00:11So we're seeing far fewer people entering retirement who own their own home outright
00:15and don't have a mortgage.
00:17And the ABC's also obtained data from a rolling survey of 52,000 Australians.
00:23And I'll just reel off some stats from that.
00:25So the number of 55 to 65 year olds who planned to retire but then had to change their mind
00:31due to financial reasons has doubled in the past year.
00:35Those postponed retirements are most common in Victoria and New South Wales.
00:39And more than half of those people plan to either sell their home or draw down on their
00:44superannuation to pay off their mortgage.
00:47And that's concerning because superannuation wasn't created for people to pay off their
00:52mortgages later in life.
00:53It's to help people retire so they're not so reliant on the age pension.
00:57The more people draw down on their super to pay off their house, the more people we're
01:00going to have on the age pension.
01:02And that's a real conundrum for the federal government.
01:05And this is only really going to get worse because we know the average age of a first
01:09home buyer is getting older.
01:11So what are the possible solutions here?
01:14Well, a bit ironically for people who are entering retirement now, they do need house
01:20prices to at least stay where they are and not fall, because if people need to pay down
01:25their mortgage by selling their home and downsizing, buying another one, they need to sell that
01:30house at a price where they can give money to the bank so that their mortgage is gone
01:36and then also buy a smaller house outright.
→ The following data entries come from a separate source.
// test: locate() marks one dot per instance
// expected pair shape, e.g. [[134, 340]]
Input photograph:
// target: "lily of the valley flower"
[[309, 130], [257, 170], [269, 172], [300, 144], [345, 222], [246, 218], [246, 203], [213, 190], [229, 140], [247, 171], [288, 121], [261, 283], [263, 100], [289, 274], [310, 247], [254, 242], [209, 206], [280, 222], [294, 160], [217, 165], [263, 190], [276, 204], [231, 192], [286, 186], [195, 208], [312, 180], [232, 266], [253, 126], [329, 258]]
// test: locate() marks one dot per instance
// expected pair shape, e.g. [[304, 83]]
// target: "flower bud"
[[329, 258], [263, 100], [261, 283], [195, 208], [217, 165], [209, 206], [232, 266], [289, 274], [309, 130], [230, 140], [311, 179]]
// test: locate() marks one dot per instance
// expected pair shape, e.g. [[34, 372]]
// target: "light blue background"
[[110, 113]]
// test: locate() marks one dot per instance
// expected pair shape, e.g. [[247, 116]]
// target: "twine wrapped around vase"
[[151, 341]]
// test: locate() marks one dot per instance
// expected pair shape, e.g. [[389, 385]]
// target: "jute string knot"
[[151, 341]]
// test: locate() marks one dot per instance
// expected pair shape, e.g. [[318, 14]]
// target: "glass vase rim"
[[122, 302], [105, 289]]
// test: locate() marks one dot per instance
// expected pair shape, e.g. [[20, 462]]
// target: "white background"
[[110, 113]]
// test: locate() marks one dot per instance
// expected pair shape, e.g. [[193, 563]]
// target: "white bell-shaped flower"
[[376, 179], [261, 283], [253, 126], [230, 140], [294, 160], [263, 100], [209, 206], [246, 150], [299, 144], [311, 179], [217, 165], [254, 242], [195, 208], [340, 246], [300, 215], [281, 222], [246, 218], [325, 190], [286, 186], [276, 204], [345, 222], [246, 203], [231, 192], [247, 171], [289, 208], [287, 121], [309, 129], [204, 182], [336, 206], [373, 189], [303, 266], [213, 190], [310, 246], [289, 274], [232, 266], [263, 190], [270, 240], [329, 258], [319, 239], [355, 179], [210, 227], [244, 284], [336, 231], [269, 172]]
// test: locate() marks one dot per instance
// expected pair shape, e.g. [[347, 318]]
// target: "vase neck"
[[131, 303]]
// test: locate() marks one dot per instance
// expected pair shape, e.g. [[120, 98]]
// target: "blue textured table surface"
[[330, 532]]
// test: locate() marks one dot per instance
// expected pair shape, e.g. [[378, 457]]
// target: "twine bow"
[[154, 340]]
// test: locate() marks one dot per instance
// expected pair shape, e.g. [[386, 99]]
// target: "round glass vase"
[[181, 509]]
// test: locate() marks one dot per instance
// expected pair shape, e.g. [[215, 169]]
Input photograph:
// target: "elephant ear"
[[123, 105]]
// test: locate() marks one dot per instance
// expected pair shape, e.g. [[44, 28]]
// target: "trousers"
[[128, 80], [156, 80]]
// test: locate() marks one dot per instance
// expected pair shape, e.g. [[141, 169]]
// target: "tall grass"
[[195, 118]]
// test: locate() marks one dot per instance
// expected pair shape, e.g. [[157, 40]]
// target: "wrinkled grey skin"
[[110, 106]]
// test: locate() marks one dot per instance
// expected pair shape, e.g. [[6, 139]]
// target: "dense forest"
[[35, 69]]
01:38And that's really only going to happen if the value of their property stays the same.
01:43I spoke to a finance analyst, Martin North, a little earlier.
01:47Check out what he had to say.
01:49Most people don't go from fully working to fully retiring now.
01:53So what we are seeing is a more gentle gradation into retirement.
01:57And I would suggest that maybe there's an opportunity to think about how you flex that
02:03and how you perhaps allow people to work more hours and still get access to the pension
02:07and those sorts of things.
02:08So rather than just a whole as both of us move in the in the sort of the cliff age,
02:14I think there's an opportunity to restructure some of those things and actually help people
02:18into retirement.
02:20And there are already some incentives for downtraders who actually sell and get into
02:26a smaller property.
02:27I think governments should be thinking about that too and linking it back to the retirement
02:32age.
02:33The federal government is aware of this.
02:35They had an intergenerational report that was published last year that said there was
02:41a financial risk growing for the government with the sheer number of people that were
02:44retiring still owing money to the bank.
02:47But there hasn't been any moves yet by the government to address it.